The paeans and hosannas across Blogville for Tony Blair's speech are a tribute, perhaps, to his rhetorical gifts. I did catch a few minutes of his speech on C-Span and it did sound quite good, but I have little attention span for such things. (Besides, there is always a blog somewhere where I can get the rundown on whatever it was I was too lazy to watch.) But I don't see that his words made a difference one way or the other, except, of course, to give some of us pleasure and reassure us that he is, at least in the War on Terror endeavor, on "our side." Perhaps at least he recognizes that it's Britain's neck on the line as well as America's. But anyway, he is otherwise by all reports a socialist who is slowly leading the UK into the clutches of some semi-totalitarian future state, so I am not as ready to join the Tony Blair fan club as are some other people.

In any case, the anti-Bush, anti-war contingent should be horrified and the pro-Bush, hawkish club should be reassured at what the future probably holds. At this point we are in too deep to backtrack now. Even if it so happens that the economy tanks even further and the mopping-up in Iraq turns into some sort of Quagmire™ and Bush doesn't get elected for a second term, whatever Democrat candidate gets into office will be met with the same unpleasant reality that clonked Bush over the head: once terrorists from a foreign country kill thousands of your own citizens in your own country, there is no way you can go back to appeasing them with "just enough" carrots (in the form of aid and diplomatic tricks) to keep them out of your hair. For decades the West tried to pretend that the Middle East was a) not there, or b) not so bad as all that. They were wrong. Now we are in it for the long haul. A Democrat in the White House won't change a thing.

*Update: well, not much anyway.

Up-freakin'-date 2: Jebus, I can't win for losing. I thought I was pretty impartial in my bashing of the left and right sides when it came to their current pet issues. But I might as well have filled an entire post with "Noam sux, Bush rox!" written five hundred times. (Read my very first commenter to see what I mean.)

Posted by Andrea Harris at July 21, 2003 07:00 PM
Comments

People who are in a frenzy over Bush's speech and the so-called "lie" (which by the way anyone with the discernment abilities of a reasonably bright elementary school student could tell is merely a statement of acceptance of someone's -- in this case, British intelligence's -- report, but let's leave that aside for now)

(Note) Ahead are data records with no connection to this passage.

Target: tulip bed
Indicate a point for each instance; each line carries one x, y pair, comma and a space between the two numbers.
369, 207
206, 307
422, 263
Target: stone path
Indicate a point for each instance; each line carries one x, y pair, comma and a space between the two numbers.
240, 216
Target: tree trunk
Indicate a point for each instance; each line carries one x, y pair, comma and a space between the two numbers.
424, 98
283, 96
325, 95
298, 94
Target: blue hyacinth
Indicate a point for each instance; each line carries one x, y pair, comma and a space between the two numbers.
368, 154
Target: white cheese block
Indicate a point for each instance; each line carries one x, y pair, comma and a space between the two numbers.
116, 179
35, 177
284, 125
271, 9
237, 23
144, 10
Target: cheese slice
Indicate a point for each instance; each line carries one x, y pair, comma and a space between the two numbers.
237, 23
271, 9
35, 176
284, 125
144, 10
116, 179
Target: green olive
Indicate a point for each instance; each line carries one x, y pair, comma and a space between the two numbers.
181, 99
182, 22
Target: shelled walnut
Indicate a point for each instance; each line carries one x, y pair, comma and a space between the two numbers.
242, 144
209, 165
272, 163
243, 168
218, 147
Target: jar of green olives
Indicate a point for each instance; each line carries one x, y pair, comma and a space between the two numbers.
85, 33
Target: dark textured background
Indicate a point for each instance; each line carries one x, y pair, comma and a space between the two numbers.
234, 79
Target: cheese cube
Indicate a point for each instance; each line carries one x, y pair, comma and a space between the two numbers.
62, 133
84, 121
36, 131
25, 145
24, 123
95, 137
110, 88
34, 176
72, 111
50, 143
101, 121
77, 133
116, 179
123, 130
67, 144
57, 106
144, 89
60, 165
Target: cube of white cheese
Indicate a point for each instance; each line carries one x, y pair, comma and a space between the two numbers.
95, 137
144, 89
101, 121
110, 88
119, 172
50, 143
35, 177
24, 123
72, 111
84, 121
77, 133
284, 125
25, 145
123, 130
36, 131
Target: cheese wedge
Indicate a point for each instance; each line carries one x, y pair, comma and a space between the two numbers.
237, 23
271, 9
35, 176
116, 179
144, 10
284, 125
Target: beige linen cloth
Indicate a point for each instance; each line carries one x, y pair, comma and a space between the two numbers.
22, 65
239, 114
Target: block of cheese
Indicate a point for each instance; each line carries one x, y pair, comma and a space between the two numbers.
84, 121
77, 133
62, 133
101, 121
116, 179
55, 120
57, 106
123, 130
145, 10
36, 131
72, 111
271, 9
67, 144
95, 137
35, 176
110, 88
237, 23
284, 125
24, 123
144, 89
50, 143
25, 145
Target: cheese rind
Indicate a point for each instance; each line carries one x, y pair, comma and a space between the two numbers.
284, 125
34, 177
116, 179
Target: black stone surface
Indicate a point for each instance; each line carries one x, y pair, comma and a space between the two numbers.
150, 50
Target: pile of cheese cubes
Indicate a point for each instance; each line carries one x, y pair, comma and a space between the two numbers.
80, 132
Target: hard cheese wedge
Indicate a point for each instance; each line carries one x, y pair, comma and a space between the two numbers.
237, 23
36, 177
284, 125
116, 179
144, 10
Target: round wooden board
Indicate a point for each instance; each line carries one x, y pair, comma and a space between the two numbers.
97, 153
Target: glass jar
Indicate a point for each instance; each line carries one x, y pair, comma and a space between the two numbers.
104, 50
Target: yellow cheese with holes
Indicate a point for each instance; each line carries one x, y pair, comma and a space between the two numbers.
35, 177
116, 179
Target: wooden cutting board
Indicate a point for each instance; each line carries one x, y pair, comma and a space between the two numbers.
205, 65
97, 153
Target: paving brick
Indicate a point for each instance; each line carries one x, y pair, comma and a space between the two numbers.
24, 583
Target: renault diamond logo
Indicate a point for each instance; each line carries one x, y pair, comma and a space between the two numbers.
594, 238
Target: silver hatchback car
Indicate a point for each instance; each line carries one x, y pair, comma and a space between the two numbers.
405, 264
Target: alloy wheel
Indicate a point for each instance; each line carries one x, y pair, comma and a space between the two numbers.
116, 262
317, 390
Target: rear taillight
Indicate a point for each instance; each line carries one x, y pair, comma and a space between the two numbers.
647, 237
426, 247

A statement of acceptance with an explicit stamp of Presidential approval, via that pesky word "learned" -- which, as we all know by now, whether or not we choose to admit it, was a mischaracterization of what our own evidence showed at the time.

You'd really make more progress trying to rewrite history to salvage Bush's credibility if you'd just own up to the obvious: yeah, he lied. And then argue that we're better off as a result, or whatever end you believe justifies those particular means. By arguing that no, he really did tell the truth, you just make your side sound like a bunch of nutjobs.

Not that it really matters; that horse has long since vacated that particular stable.

Posted by: John Callender at July 21, 2003 at 08:05 PM

Ah, my troll from lies.com is back. Hello John, good-bye, John. I'm afraid that I have no time to spar with you; I am busy helping My Forces rewrite history, preparatory to our takeover of the world so that we can oppress it with the jackboot of rightwing capitalist hegemony. But do be a stranger.

Posted by: Andrea Harris at July 21, 2003 at 09:05 PM

Whatever would acceptance without a stamp of approval look like?

To the extent (and it was a rather limited extent) that the CIA's own evidence bore on the credibility of the British intelligence, it might have been better to either allude to the controversy in the speech, or leave out the semi-disputed evidence altogether. This (and no more) the administration has already admitted. But the mere existence of a dispute does not automatically invalidate one side, much less make a liar of anyone who endorses that side-- not even if you share that boundless confidence in the CIA for which the left has always been known.